Managing logistics, and having the mental strength for solo voyaging, were other prerequisites. “I don’t believe I had all those qualities,”she says. “I am naturally quite a reflective person, and so when I was struggling psychologically, such as out in the middle of the Atlantic, my mood was not helped by my GPS Chartplotter.”

She completed the solo passage from the Canary Islands to Antigua in 103 days between 2005-2006. Oars were broken in storms before she had got halfway, and she also lost or damaged her camping stove, stereo and cockpit navigation instruments.

“Frustration and boredom were most challenging, particularly on the Atlantic, and when the stereo broke very early on, and I only had my own thoughts to entertain me, it was a bit like Vipassana meditation on steroids!”

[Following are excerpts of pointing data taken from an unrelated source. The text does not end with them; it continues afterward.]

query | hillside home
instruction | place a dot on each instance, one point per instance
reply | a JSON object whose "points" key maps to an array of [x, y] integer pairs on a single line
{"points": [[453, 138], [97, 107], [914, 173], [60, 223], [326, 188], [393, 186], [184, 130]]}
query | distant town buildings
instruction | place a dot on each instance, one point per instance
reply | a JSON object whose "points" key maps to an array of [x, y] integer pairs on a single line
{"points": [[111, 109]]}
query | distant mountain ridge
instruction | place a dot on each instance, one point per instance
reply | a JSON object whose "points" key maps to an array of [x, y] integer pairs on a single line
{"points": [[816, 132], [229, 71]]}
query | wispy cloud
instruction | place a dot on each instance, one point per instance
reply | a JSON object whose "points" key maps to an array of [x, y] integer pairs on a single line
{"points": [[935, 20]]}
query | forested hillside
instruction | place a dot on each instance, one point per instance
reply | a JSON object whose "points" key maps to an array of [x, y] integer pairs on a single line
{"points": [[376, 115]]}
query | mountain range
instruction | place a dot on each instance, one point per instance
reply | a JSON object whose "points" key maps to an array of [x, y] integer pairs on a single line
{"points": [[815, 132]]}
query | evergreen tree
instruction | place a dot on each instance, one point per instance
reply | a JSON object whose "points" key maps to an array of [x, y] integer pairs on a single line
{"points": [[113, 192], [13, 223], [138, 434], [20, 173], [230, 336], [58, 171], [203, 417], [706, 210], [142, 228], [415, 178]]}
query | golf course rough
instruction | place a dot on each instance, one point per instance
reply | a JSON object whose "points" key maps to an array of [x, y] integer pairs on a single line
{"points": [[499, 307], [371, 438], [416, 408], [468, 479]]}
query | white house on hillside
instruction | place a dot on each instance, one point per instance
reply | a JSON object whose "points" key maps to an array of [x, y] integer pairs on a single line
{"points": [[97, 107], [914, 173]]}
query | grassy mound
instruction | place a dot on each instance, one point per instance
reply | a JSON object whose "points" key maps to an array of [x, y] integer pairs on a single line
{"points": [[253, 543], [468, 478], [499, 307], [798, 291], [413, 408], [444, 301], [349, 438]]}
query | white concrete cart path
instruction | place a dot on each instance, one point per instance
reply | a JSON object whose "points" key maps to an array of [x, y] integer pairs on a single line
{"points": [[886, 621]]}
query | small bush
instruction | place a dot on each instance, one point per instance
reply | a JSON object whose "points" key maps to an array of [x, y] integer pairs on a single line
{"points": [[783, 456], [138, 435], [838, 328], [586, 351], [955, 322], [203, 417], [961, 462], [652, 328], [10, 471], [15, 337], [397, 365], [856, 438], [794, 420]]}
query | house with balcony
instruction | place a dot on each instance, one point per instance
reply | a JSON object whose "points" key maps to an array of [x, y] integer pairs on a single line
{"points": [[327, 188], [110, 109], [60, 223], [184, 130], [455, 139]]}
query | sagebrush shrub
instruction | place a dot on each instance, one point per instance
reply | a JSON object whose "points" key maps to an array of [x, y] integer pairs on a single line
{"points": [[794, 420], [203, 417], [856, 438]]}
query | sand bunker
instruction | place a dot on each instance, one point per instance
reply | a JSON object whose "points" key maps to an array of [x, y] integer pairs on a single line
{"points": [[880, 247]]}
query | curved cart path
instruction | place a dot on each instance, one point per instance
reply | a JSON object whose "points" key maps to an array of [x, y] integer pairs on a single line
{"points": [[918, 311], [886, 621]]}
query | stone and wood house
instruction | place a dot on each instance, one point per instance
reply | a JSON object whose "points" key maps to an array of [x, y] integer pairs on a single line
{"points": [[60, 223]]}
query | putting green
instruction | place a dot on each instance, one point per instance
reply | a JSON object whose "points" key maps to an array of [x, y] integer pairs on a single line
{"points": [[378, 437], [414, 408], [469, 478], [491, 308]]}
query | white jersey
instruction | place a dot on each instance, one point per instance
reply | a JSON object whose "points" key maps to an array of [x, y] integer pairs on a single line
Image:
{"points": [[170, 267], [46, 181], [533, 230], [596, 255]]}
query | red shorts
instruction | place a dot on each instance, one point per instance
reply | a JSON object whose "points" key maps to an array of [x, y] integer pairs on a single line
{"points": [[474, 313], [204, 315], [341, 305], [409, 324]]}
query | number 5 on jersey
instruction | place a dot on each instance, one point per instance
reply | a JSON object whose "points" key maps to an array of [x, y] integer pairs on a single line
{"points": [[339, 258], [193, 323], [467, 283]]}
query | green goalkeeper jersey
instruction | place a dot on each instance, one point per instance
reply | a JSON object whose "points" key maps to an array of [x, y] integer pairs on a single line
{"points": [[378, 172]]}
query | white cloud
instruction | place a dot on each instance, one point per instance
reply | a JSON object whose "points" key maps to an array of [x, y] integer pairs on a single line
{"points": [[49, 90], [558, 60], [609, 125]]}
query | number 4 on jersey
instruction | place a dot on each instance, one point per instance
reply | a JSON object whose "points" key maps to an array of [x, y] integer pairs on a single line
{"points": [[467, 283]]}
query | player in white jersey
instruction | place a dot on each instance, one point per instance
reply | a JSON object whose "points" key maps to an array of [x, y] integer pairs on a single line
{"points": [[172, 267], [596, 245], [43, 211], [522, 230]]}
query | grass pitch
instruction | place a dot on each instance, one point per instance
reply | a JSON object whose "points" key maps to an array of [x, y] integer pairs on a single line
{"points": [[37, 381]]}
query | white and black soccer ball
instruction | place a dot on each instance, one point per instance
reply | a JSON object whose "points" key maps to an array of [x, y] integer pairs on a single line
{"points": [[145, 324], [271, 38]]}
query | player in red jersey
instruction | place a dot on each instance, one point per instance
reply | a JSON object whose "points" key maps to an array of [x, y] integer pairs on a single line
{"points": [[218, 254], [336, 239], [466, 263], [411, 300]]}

The Pacific, 8,000 miles across, was completed in three stages from 2008 to 2010. “I listened to audiobooks, so I felt a bit like taking the easy way out,” she says.

She encountered 8m high waves, capsized three times in 24 hours and suffered dehydration. Yet she found the shorter Atlantic tougher, because it was her first ocean crossing, she was in a race and it was a “very introspective experience”.

In all, she has rowed over 15,000 miles, taking an estimated five million oarstrokes. She has become a fellow of the Royal Geographical Society, international fellow of the Explorers' Club, and was named a 2010 Adventurer of the Year by National Geographic magazine.

She is also a UN Climate Hero and speaks regularly about climate issues.

“When you are out there, you really do realise how the health of our planet depends on the health of our oceans, which we have completely over-exploited,”she says.

Not surprisingly, she is often asked if she has read Life of Pi . "Yes, twice. It made me very glad that the only animals I have on my boat are of the stuffed, squishy variety,"she says. "But also a very interesting commentary on how we all create our own reality. Especially at sea."


Stop Drifting, Start Rowing: One Woman's Search for Happiness and Meaning Alone on the Pacific is due to be published in October. Savage speaks at the West Cork Literary Festival in Bantry's Maritime Hotel today at 3.30pm(€18) and will have a "coffee and chat" tomorrow in Bantry House tearoom at 10am (€8).